La Grèce réussit son programme d’échange de dette
La Grèce a annoncé ce matin que les créanciers privés ont finalement participé à hauteur de 83,5% à l'échange d’obligations souveraines grecques et que ce pourcentage passerait à 95,7% avec l’emploi des clauses d’action collective. Dans un communiqué publié à l’issue de la clôture de l’offre jeudi soir, le ministère des finances explique qu’un total de 172 milliards d’euros de titres a été présenté à l'échange, ce qui obligera les créanciers à assumer des pertes pouvant atteindre 74% de leurs avoirs obligataires. Les détenteurs privés d’obligations de droit grec ont souscrit à hauteur de 152 milliards sur les 177 milliards d’euros (85,8%) proposés à l’échange, alors que les détenteurs de titres de droit international ont souscrit à hauteur de 20 milliards.

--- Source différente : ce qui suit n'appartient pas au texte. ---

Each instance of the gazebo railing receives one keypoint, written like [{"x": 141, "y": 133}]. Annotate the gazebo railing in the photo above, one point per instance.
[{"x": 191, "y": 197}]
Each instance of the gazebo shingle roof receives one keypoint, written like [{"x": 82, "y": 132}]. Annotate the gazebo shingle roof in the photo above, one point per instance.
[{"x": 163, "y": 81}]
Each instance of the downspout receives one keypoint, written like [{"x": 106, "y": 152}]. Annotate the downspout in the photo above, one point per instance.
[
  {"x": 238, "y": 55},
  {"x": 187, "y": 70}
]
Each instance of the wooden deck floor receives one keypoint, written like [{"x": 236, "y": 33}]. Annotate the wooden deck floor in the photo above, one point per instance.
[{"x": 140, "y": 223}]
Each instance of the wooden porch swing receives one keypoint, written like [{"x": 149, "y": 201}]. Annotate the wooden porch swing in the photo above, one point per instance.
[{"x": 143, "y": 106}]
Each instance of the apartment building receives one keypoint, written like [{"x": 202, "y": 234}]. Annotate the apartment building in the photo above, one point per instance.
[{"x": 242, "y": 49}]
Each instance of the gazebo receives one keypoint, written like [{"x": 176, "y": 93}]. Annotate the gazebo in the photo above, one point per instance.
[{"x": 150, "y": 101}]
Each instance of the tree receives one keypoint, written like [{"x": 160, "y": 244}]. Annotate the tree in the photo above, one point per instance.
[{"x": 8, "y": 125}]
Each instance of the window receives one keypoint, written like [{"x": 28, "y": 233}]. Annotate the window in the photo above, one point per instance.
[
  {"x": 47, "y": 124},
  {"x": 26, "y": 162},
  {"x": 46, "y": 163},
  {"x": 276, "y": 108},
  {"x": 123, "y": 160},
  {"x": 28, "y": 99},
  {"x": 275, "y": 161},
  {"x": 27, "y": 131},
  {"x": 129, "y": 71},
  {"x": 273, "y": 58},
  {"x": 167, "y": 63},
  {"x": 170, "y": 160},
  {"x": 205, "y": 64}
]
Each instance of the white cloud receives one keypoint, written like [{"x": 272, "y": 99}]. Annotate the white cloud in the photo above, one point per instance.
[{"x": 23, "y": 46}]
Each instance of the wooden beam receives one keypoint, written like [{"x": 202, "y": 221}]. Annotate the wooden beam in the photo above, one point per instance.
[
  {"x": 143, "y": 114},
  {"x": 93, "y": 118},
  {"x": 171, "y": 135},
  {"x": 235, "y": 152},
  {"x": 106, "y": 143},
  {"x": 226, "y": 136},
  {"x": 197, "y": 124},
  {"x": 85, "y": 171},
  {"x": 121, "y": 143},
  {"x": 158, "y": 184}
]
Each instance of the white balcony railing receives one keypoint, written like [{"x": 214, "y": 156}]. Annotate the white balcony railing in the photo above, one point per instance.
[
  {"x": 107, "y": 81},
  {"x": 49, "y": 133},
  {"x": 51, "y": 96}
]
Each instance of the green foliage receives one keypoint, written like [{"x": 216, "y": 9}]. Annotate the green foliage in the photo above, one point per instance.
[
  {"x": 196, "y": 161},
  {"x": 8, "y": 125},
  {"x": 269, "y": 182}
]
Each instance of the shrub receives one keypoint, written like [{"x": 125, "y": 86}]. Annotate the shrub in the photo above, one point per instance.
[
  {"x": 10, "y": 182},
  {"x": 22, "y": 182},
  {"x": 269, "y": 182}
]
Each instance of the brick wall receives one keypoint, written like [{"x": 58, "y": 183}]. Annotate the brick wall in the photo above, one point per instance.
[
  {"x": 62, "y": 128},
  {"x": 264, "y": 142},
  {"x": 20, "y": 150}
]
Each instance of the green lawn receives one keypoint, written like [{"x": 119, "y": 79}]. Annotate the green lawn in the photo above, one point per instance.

Le ministère ajoute que la Grèce a informé ses partenaires internationaux qu’elle avait l’intention de mettre en œuvre les clauses d’action collective à l’adresse de tout détenteur d’obligations grecques relevant du droit grec n’ayant pas accepté l'échange. Le délai d’acceptation de l’offre d'échange pour les obligations gouvernées par le droit international et pour les obligations garanties par l’Etat émises par des sociétés publiques a, quant à lui, été prolongé jusqu’au 23 mars. Date après laquelle le ministre des finances, Evangelos Venizelos, alerte qu’il «n’y aura pas d’autre opportunité pour les créanciers détenant ces instruments de bénéficier du package de titres du FESF, des titres cofinancés et indexés sur la croissance qui forment une partie intégrante et importante de nos invitations».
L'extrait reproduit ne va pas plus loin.